As information of all kinds has been transferred into a digital format something odd has happened. What were once discreet forms of ‘data’ – an audio recording, a description on the page, an architect’s drawing; have all been turned to forms of a digital signal – allowing us to weigh a .dat against a .doc, against a .jpg, .wav or .kml. These are all individual file types, but all made from the same binary code.
This, in turn, has challenged the project to think harder about how we work with the over 600 oral history interviews in the archive. Each interview is represented in a variety of forms. They exist as original tape recordings, and as human generated transcripts in hard copy.

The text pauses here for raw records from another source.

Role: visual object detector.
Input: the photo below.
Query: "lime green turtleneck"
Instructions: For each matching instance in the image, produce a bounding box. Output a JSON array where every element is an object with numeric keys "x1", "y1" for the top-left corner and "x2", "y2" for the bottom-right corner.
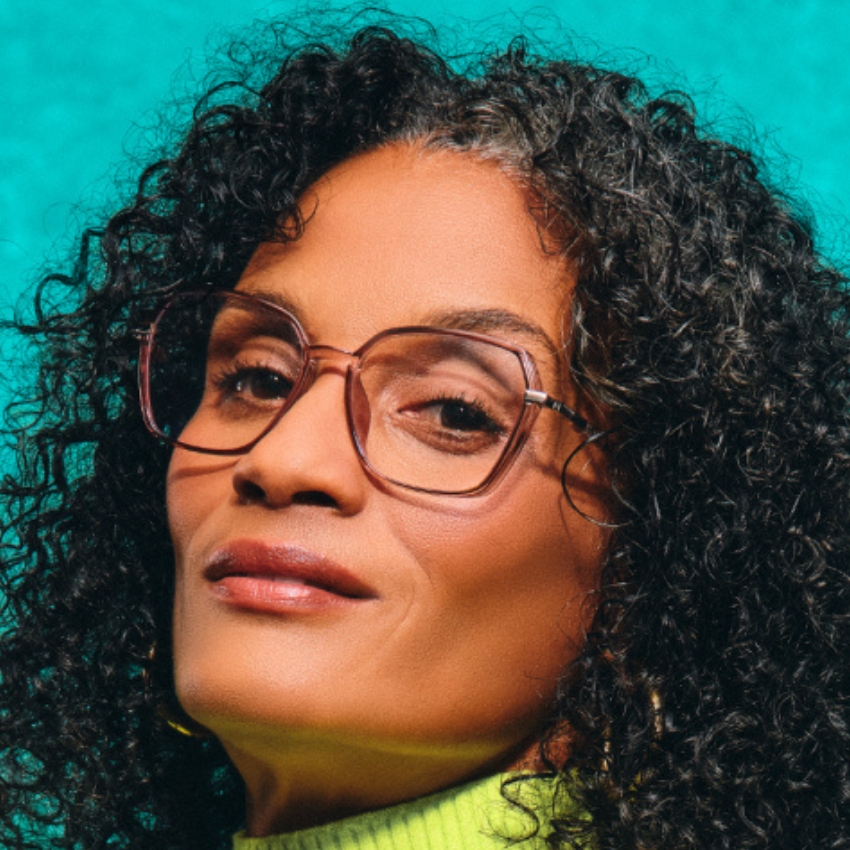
[{"x1": 233, "y1": 776, "x2": 568, "y2": 850}]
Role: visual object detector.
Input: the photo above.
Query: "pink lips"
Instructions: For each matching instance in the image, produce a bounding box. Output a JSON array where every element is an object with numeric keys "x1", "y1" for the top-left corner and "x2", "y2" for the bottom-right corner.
[{"x1": 204, "y1": 540, "x2": 376, "y2": 614}]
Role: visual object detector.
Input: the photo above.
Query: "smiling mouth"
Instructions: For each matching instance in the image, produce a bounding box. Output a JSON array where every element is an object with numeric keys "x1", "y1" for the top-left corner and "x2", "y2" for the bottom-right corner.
[{"x1": 204, "y1": 541, "x2": 377, "y2": 614}]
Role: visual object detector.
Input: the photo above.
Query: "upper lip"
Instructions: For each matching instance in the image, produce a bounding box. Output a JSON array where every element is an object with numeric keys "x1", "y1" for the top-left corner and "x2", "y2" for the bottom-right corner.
[{"x1": 204, "y1": 541, "x2": 377, "y2": 599}]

In turn, we have versions of them as PDFs of the hard copy transcripts; and as OCRd text derived from those transcripts, and as digital copies of the audio and video recordings of the interviews, and finally as digital texts created via a speech to text engine created from the recordings. The Connected Histories of the BBC project is working directly with four different representations of a single event – an oral history interview: an image (.pdf), an OCR’d text (.txt), a digital recording (.wav), and a speech to text version (.txt).
In the first instance, we are building the Connected Histories archive around these four data types in the expectation that comparing them will help both expose the limitations of each; and illuminate the ideological selection that these different forms imply. The archive will be built to allow these four representations to exist in parallel – linked for search and analysis. This approach will allow us to ask what was left out of the human transcripts? Do they hide the Umms and Ahhs of normal speech, or have errors of fact been silently corrected, or indeed libels excised? And will it allow us to interrogate the background sounds accidentally recorded in the interviews; and measure the cadence and volume of speech? Were these interviews quiet conversations, or emotionally charged encounters? And can we associate particular segments of ‘text’ with heightened tension evidenced from the recordings? And can we measure the distance between the two? Can we measure contempt or admiration in the tone and volume marked in audio – and can that in turn allow us to understand the textual representation differently?
This project self-consciously plays in the vast gulf between sound and text; but it also challenges historians to think harder about how information is recorded; and how our own practise of analysis and representation are effected by moving beyond text.